How Market Conditions Can Affect Your Personal Finances

Financial market conditions can change from day to day and fluctuate heavily over time. The financial market crash during the first COVID lockdown saw the Sensex plunge to 25,638 on March 24, 20201  – and yet, just 6 months later, on September 24, the Sensex breached the 60,000 mark for the first time ever2!
Mar 2022
4 mins read

How do these varying market conditions affect your personal finances? Let’s have a look:

The direct effect on you:

If you have exposure to equity through direct stocks or equity mutual funds, the value of your portfolio will be directly linked to the current equity market situation in India. When the equity markets are in a bull market phase, the Net Asset Value (NAV) of most equity mutual funds is likely to go up. In this case, the value of your portfolio will also go up.

For instance, suppose the NAV of a mutual fund was Rs. 30 yesterday, and stands at Rs. 31.50 today. If you hold 1,000 units of this mutual fund scheme in your portfolio, the value of your portfolio could increase by Rs, 1,500. The opposite also holds true – if the NAV of the mutual fund goes down, so will the value of your portfolio.

If you are investing directly in shares, the value of your equity portfolio may rise or fall with the value of the share. If the value of a share goes up by Rs. 50 and you hold 1,000 such shares, the value of your portfolio goes up by Rs. 50,000.

Should you be worried?

The question is, if you are invested in equity, should you be worried about a bear market (i.e. a steady decline in stock prices)? Remember that a stock market crash and financial panic often go hand in hand. Ultimately, it’s all about your patience and how much time you have in hand.

Market conditions and long-term investments:

As an investor, it’s important to understand that you might not need to react to short-term market movements. For example, if you are invested in the stock market, you can avoid selling immediately if the market sees a drop, especially if you think the long-term prospects seem bright.

If you are invested in the equity markets through systematic investment plans (SIPs) of equity mutual funds, you can continue your SIPs even when there is a financial market crash. This is because SIP investments work on the concept of rupee cost averaging. When you invest in SIPs, you invest a fixed amount of money every month in a certain mutual fund scheme. If the stock market goes up and the NAV of the mutual fund scheme goes up, you will automatically buy fewer units of the mutual fund. On the other hand, if the market falls and the NAV of the mutual fund comes down, you will buy more units of the fund. Your cost of investment gets averaged out over a period of time and your investment has a longer period to grow. In other words, if you are investing in mutual fund SIPs for long-term goal financial planning, day-to-day market conditions might not be a major cause for concern.

Market conditions and short-term goals:

When it comes to short-term goal financial planning, market conditions will affect you more. Say your goal is less than two years away. In this case, your investments may not have enough time to recover from a financial market crash today. Therefore, when you are nearing a financial goal, you should slowly shift all your investments to fixed-income instruments like fixed deposits and debt mutual fund schemes that are relatively stable. This could be a smart decision even if there is a bull market run. Similarly, when you are investing for a goal which is about two years away, like a vacation abroad, you may not need investments in equity mutual funds.

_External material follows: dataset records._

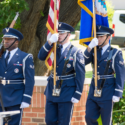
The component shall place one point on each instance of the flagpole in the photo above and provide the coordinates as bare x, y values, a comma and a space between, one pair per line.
55, 30
95, 49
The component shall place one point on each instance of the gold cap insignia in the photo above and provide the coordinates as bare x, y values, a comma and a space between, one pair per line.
60, 24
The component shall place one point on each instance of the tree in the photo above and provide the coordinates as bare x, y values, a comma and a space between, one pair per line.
33, 26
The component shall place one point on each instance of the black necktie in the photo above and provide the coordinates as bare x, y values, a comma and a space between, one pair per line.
100, 52
7, 57
59, 50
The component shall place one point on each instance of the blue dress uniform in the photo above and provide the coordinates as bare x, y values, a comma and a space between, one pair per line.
113, 86
18, 79
59, 109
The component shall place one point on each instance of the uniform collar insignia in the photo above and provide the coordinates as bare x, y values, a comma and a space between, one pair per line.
7, 29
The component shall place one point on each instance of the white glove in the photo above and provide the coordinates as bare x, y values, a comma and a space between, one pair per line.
93, 43
74, 100
24, 105
115, 99
54, 38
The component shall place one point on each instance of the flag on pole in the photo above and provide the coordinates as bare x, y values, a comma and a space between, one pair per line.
50, 31
86, 27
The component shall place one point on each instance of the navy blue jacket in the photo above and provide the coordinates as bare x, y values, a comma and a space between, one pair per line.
70, 87
20, 67
113, 86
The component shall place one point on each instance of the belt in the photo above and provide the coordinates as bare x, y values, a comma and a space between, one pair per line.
12, 82
104, 76
63, 77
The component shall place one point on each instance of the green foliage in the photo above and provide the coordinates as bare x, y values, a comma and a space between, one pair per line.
119, 110
8, 9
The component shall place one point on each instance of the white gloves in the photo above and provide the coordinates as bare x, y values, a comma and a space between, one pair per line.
115, 99
54, 38
24, 105
93, 43
73, 100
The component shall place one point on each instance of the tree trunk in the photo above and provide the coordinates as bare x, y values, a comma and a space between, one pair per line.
34, 26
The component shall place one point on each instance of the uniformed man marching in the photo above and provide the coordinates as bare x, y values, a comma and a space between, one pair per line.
17, 70
110, 88
70, 72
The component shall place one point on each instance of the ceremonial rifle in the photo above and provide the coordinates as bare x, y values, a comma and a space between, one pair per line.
8, 118
55, 30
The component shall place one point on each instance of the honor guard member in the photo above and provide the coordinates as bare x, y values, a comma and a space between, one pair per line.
110, 88
70, 77
17, 71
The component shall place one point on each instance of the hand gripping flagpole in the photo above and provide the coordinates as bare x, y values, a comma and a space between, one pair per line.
55, 30
95, 51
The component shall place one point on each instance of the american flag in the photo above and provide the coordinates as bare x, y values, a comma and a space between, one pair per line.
50, 27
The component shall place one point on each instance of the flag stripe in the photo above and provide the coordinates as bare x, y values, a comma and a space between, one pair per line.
50, 31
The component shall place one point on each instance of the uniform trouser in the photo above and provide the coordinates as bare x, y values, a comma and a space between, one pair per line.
58, 113
94, 109
15, 119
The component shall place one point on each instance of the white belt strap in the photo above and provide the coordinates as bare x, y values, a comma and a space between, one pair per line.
113, 60
74, 58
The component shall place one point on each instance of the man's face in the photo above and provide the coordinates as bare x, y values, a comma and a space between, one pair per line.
8, 42
101, 39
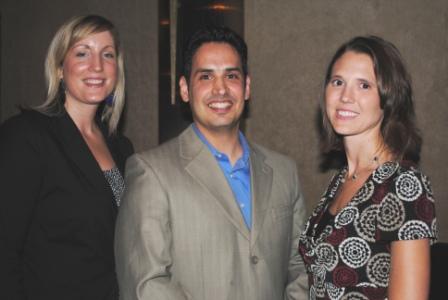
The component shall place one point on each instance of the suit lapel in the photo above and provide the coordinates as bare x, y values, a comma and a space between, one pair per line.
261, 183
203, 167
78, 154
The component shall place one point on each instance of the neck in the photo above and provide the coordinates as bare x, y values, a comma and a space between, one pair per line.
225, 141
83, 116
364, 156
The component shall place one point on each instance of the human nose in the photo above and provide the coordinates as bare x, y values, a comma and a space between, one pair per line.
96, 63
347, 95
219, 86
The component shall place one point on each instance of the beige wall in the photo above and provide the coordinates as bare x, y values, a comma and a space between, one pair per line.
27, 28
290, 43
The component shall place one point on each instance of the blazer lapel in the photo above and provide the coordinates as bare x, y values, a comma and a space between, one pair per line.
204, 168
261, 183
72, 145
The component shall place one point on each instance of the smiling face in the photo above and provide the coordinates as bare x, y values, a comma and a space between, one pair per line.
89, 69
217, 88
352, 101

The link between markets and interest rates:

To an extent, there is a link between the stock market and interest rates too. The Reserve Bank of India (RBI) controls the money supply in the economy. In the normal course, RBI may want to keep interest rates low to boost growth. But, in some cases, growth in the economy is not matched by the production of goods and services, leading to inflation. In such a situation, RBI raises interest rates to control inflation. This may adversely affect market returns. This is because when interest rates are low, companies can borrow more easily. This can lead to growth and higher stock prices. On the other hand, higher interest rates make it difficult for companies to borrow money and expand. Higher interest rates also affect the profits of companies, since they have to pay greater interest on their borrowings. Moreover, when interest rates are high, retail investors tend to invest more in fixed-return instruments like fixed deposits. They may thus pull out of their stock market investments, weakening the market.

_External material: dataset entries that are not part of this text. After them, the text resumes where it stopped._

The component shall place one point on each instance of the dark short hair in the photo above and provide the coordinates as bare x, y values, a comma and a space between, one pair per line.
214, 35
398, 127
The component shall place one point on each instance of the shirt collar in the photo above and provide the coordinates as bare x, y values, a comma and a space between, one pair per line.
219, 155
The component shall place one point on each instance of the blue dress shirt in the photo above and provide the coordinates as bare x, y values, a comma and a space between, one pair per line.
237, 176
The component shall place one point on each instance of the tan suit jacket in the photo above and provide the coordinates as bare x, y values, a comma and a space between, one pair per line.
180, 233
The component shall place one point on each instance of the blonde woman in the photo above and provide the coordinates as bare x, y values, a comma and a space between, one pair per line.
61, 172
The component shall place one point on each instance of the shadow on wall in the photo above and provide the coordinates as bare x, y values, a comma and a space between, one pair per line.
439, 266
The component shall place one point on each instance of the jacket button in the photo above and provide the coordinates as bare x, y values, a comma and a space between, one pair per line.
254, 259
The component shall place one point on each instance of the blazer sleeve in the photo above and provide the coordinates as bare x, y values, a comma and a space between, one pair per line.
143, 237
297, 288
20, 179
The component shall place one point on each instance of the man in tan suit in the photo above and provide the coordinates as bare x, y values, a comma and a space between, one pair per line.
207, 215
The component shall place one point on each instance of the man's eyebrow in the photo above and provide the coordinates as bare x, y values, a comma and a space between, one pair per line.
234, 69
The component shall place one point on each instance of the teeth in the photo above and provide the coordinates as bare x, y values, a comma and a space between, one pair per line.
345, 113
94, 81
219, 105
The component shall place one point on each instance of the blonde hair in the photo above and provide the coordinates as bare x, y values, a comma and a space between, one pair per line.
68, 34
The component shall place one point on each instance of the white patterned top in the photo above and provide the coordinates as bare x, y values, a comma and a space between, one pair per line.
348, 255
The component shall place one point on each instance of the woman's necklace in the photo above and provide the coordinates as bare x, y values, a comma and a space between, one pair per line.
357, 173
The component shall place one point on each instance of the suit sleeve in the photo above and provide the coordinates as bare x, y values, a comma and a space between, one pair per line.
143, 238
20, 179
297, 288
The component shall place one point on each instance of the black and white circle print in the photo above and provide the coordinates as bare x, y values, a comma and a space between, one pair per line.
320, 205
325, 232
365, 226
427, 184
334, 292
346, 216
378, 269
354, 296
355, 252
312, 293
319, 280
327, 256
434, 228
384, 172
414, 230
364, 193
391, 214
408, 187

The impact of markets on bond yields:

There is often an inverse relation between the value of stocks and the value of bonds, especially over a longer period. During a bull market, equity provides good returns and hence low-risk bonds become less appealing. However, during times of uncertainty, investors might move their money from high-risk investments like stocks to low-risk investments like bonds. Due to this inverse relation, returns from stock and bond markets may help balance each other out, if you have both in your basket.

As an investor, it’s important to finetune your asset allocation in line with your risk profile, and to keep reviewing your investments at regular intervals. Consult a professional investment advisor for help with financial planning and to help you create a portfolio that can withstand various kinds of market conditions.